ADAMS: My Reflections on Reconciliation in Canada

In 2025, reconciliation remains a broken promise while Indigenous communities still fight for basic human rights.

ADAMS: My Reflections on Reconciliation in Canada
Two orange signs on a grassy lawn reading "Every Child Matters" with white feathers, in front of a large, dark sculpture and modern campus buildings at Durham College. Image credit: Will Adams

When so little has materially changed in the lives of Canada's Indigenous peoples, it is difficult to believe that our country is truly on a path to reconciliation. The legacy of colonialism is an ongoing reality, embedded in the systems and structures that continue to marginalize communities in the year 2025. A lack of access to safe, affordable water on reserves remains one of the most glaring examples. Former Prime Minister Justin Trudeau promised to end all boil-water advisories on reserves by 2021. That deadline has long since passed, and as of today, dozens of communities remain under long-term advisories. The fact that in 2025, people are still deprived of such a basic human right is unconscionable.

I say this not as an Indigenous MP or community leader, but as a Canadian whose own family history brushes against this story.

My father's grandmother was Indigenous, though she died long before I was born, and I never learned which nation or community she belonged to. I am technically still eligible for Indian status, though I have made the conscious decision not to pursue it. That choice feels small compared to the enormous struggles Indigenous peoples face every day, but it is a reminder of how tangled the legacy of colonialism is in this country, even for families like mine.

I was fourteen years old when I first saw the news about the mass grave discovered near the former Kamloops Indian Residential School. Like many Canadians my age, I had been taught about residential schools in elementary school, but we got the sanitized version. No graves. No children who never came home. When I saw the images and heard the truth, I felt a sickness in my stomach I had never experienced before.

My sophomore year of high school began in the fall of 2021, the first year Orange Shirt Day was formally recognized as the National Day for Truth and Reconciliation. That September, my English teacher showed us the animated film adaptation of Secret Path, Gord Downie's haunting tribute to Chanie Wenjack, a 12-year-old Anishinaabe boy who escaped from a residential school only to die alone from hypothermia in the forest decades ago. I've always admired Downie's artistry, but that day, as I watched Chanie's story, I broke down. Tears streamed across my desk, my face swollen and red. I don't often cry in public, but the weight of that history, delivered so plainly, cut through me.

Every September 30th, my mind goes back to Chanie Wenjack, to Kamloops, to the thousands of children whose lives were stolen by institutions designed not to educate them but to erase them. It is a wound that cannot simply be papered over with slogans and ceremonies.

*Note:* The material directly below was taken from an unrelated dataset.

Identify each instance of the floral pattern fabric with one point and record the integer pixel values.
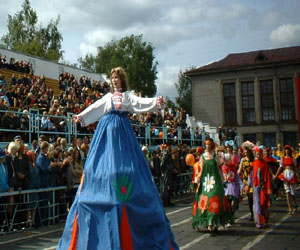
(212, 207)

I find it intolerable when I see parents complain online that their children are being “forced” into white guilt by learning the truth about residential schools. Their faux outrage is grotesque. Boo hoo, your child had to learn that kids their own age were beaten, starved, and in many cases killed, by a government that carried out a cultural genocide in their name. That is a part of history. To pretend otherwise is to perpetuate denial, which is becoming disturbingly mainstream.

And what of our leaders? Too many treat reconciliation as an annual performance. They wear orange shirts, post solemn words, and then retreat back to business as usual. The “Carney era” of politics is an era where reconciliation has been pushed to the sidelines. With laws like Bill C-5, Indigenous peoples have been written out of the national discussion altogether, and the political aristocracy barely blinked.

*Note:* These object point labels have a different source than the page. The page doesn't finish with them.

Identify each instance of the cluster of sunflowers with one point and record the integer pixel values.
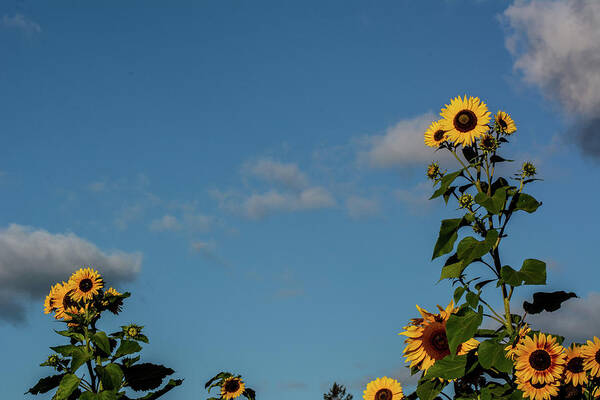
(533, 364)
(83, 294)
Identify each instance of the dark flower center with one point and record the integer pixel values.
(85, 285)
(465, 121)
(438, 135)
(232, 386)
(575, 365)
(384, 394)
(540, 360)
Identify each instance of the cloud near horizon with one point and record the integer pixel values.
(31, 260)
(557, 45)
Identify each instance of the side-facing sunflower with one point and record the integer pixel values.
(505, 123)
(426, 340)
(537, 391)
(574, 372)
(61, 299)
(512, 347)
(539, 359)
(85, 283)
(232, 387)
(464, 120)
(435, 135)
(591, 355)
(383, 389)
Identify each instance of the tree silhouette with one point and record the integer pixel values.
(337, 392)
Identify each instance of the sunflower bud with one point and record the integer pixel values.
(528, 169)
(465, 201)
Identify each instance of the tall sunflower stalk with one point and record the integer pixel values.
(449, 348)
(94, 366)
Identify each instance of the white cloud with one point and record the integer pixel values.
(31, 260)
(166, 223)
(20, 22)
(276, 172)
(401, 145)
(577, 319)
(361, 207)
(257, 206)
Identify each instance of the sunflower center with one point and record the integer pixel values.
(85, 285)
(383, 394)
(540, 360)
(575, 365)
(232, 386)
(465, 121)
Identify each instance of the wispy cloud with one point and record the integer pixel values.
(20, 22)
(556, 46)
(31, 260)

Reconciliation was supposed to mean more than this. The Truth and Reconciliation Commission gave us 94 Calls to Action in 2015, a roadmap toward something better. Nearly a decade later, fewer than 15 have been fully implemented. The ones that have are mostly symbolic. The hard work; addressing health care, child welfare, justice, education, is still sitting untouched. And while politicians drag their feet, people suffer.

It is not enough to mark Orange Shirt Day with platitudes. It is not enough to “honour the children” with hashtags and commemorative pins. Reconciliation requires dismantling the systems that continue to harm Indigenous peoples. It requires governments to face the truth, not just when headlines make it impossible to ignore, but consistently, with honesty and urgency.

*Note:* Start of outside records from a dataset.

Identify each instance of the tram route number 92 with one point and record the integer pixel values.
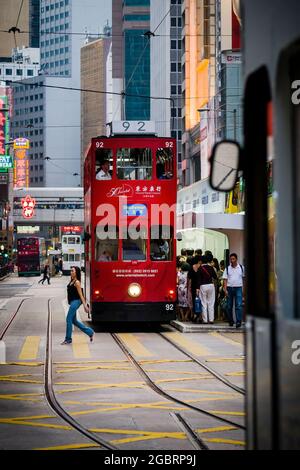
(169, 306)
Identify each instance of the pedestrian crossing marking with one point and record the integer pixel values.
(80, 346)
(188, 344)
(226, 340)
(135, 345)
(30, 348)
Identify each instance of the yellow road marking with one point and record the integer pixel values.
(188, 344)
(27, 364)
(69, 447)
(163, 361)
(88, 386)
(226, 340)
(217, 429)
(82, 369)
(226, 359)
(38, 425)
(134, 345)
(8, 379)
(13, 397)
(177, 372)
(30, 348)
(89, 362)
(80, 346)
(183, 379)
(230, 413)
(236, 374)
(225, 441)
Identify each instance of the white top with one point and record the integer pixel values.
(101, 175)
(235, 276)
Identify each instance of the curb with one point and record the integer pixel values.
(198, 328)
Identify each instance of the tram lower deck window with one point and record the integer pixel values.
(134, 164)
(106, 244)
(161, 244)
(134, 244)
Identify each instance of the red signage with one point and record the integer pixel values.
(70, 230)
(28, 204)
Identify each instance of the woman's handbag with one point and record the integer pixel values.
(223, 304)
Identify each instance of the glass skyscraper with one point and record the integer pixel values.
(136, 22)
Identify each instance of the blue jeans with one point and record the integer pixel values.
(237, 294)
(71, 318)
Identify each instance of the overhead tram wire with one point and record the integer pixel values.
(106, 36)
(15, 29)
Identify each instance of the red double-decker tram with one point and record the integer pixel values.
(31, 256)
(130, 212)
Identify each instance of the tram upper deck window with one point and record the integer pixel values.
(164, 163)
(134, 244)
(104, 164)
(161, 244)
(107, 243)
(134, 164)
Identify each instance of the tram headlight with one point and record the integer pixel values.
(134, 290)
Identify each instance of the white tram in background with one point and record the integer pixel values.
(72, 248)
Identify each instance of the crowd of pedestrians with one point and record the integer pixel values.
(209, 290)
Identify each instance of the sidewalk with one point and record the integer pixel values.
(221, 327)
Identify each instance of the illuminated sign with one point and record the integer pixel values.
(21, 168)
(28, 229)
(4, 129)
(135, 210)
(28, 204)
(71, 230)
(5, 162)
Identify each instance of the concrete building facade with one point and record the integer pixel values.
(94, 76)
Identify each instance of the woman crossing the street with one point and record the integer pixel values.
(75, 299)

For me, Orange Shirt Day is not a holiday. It is a grim reminder of what Canada owes, of what we have failed to do, and of the lives cut short by a system built on cruelty. It is also a reminder of the choice in front of us. We can continue down the path of denial, performative gestures, and broken promises. Or we can take the harder road: the one that requires real work, real sacrifice, and real change.

The future of this country will be defined by the path we choose. Reconciliation is not a gift. It is not charity. It is justice, long overdue.